The Divorce Reform Movement aims to overturn no-fault divorce laws, making it more difficult for couples to get a divorce. State budgets would fund mandatory marital counseling before couples are allowed to legally end their marriages. Divorce Reform advocates believe that the government-mandated process of slowing down a divorce will convince spouses not to become ex-spouses.
To that, I say: Really? Making it harder to divorce will convince those who have fallen head over heels with the secretary, who can't agree on anything, or who are just plain incompatible, that they should stay married? Even more unlikely: lecturing high-conflict individuals about the damage divorce does to children will persuade them to consider the feelings of others?
Instead of trying to fix miserable marriages, why not try to teach people how not to be miserably married in the first place?
Here's my idea: In order to graduate high school, students must take a course in Family Systems.
What's Family Systems, you ask? It's a theory developed by psychiatrist-turned-family therapist Murray Bowen that is taught to graduate students in Psychology. It requires a semester to do it justice, but I'm going to give you the "Reader's Digest" version here.
Differentiation is the ability to feel comfortable having one's own thoughts and feelings. Conflicts happen because people are undifferentiated, meaning they feel threatened by another's thoughts and feelings. When people feel threatened, they usually handle differences in one of two dysfunctional ways:
Some people engage in emotional cutoff. These are the people who don't speak to their siblings for 20 years or who move across the country to get away from their intrusive parents.
Emotional cutoff may reduce tension, but it doesn't resolve the problem. And because you haven't learned to resolve your issues with Mom and Dad, you tend to use the emotional cutoff strategy in other relationships. Hence, divorce.
Other people fuse. They think and feel the way they're told to think and feel in order to be accepted. Or they force others to think and feel a certain way in order not to be abandoned.
The Mafia is a good example of a bunch of really fused people. No one says to the Don: "I have a moral objection to putting a horse's head in the bed of someone I don't know, so I'm not going to do it." No one goes against the family grain because no one wants to swim with the fishes.
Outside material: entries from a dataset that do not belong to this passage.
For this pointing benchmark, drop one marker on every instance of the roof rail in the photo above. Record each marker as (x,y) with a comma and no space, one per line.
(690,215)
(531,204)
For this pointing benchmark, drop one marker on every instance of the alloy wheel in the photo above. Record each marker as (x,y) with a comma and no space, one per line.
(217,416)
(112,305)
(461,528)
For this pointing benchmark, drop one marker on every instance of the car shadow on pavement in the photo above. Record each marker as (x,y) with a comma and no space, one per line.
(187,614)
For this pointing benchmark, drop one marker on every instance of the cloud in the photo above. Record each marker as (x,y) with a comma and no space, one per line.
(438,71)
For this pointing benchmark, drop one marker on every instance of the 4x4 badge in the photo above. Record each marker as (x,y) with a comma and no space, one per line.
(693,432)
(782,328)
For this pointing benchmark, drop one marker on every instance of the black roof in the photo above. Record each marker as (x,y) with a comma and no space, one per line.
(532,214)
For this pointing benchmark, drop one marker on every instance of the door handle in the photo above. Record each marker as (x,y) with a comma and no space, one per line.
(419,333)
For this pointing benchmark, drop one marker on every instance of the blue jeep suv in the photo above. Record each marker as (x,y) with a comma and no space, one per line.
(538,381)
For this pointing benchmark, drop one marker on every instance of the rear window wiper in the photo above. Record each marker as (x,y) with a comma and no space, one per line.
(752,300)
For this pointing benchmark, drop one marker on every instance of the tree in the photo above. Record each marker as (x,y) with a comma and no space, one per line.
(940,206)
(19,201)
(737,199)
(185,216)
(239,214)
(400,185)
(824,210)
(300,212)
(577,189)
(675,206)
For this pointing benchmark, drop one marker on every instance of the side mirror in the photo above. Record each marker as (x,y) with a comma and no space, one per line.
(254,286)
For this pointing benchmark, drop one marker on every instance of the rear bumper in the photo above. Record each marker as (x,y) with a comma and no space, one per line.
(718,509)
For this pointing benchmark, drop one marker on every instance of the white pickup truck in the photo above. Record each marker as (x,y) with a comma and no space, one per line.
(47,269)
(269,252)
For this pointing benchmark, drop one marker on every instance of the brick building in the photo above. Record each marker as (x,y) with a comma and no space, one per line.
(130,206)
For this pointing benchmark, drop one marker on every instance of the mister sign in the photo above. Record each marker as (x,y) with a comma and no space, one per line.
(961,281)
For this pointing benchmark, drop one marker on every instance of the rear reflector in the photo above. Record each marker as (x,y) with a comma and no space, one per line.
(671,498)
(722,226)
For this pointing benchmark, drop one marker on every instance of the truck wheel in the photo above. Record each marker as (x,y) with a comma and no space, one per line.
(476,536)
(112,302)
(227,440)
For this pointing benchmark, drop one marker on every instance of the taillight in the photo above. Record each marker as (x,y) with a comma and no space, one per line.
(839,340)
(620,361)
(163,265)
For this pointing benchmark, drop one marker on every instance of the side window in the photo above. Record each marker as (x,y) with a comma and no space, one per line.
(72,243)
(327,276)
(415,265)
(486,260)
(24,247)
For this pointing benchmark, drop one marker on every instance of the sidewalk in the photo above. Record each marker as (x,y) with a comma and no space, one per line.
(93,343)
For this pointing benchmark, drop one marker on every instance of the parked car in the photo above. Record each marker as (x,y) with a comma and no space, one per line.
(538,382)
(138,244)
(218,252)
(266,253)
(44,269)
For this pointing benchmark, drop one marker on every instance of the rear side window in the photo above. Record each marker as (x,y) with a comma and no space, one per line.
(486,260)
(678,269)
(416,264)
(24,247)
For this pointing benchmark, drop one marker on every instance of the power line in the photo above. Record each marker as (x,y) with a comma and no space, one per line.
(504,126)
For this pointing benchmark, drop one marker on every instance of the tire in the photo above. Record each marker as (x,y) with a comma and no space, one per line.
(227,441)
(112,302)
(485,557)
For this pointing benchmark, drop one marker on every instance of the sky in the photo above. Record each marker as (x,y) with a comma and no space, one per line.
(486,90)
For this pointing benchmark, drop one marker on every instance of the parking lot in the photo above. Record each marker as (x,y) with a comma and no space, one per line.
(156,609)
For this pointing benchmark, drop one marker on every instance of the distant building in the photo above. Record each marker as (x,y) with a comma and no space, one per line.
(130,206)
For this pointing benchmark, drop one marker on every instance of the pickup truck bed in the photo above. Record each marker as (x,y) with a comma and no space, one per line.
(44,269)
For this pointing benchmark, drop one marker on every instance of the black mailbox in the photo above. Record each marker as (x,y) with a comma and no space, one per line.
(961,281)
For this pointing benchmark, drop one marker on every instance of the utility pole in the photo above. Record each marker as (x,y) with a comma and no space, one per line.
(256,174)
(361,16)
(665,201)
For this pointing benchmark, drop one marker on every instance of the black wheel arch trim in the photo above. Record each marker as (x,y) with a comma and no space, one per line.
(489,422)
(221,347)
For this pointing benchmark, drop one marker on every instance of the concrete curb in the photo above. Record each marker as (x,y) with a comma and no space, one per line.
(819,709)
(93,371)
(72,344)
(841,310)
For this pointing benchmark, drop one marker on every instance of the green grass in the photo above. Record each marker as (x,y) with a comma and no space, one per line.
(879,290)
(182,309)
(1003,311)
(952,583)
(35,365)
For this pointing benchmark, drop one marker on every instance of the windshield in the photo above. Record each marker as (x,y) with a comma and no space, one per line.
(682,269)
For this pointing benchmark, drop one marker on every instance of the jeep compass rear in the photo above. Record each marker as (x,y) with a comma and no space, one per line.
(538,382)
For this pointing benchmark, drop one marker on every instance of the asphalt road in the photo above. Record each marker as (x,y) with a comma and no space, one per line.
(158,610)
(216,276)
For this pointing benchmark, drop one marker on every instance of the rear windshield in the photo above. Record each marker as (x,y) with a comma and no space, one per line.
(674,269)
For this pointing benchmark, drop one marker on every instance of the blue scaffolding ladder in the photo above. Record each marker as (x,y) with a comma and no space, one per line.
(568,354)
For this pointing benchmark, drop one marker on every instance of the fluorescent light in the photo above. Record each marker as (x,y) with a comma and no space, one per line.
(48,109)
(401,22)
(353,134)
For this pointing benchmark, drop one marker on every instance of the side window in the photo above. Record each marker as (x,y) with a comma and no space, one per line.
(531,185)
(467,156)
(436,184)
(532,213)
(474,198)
Hence, parents spawning children who never leave the pack and clobber spouses who don't tow the party line.
When two people have problems with each other they attempt to defuse their anxiety by bringing a third party into the relationship. One person has an affair. A couple that has grown apart feels united by focusing on their problem child. Mom forms an alliance with the son, placing Dad on the outs. In all these scenarios, anxiety is reduced, but never resolved.
Multigenerational Transmission Process
Families pass on issues and relational patterns to the next generation. That's why it's common to see addictions winding their way down the family tree. Or sections of extended families that don't speak to each other. Or clusters of parent-child alliances. Or lots of divorces.
Using symbols to denote genders, marriage, divorce, adoption, and relationship styles, people can map out their family's multigenerational transmission process through an exercise known as a genogram. A completed genogram is a psychological blueprint of one's family. Studying this blueprint, a person can quickly spot patterns inherited from previous generations.
If I had known anything about Family Systems when I was dating my ex, I might have predicted the central problem that proved to be our undoing.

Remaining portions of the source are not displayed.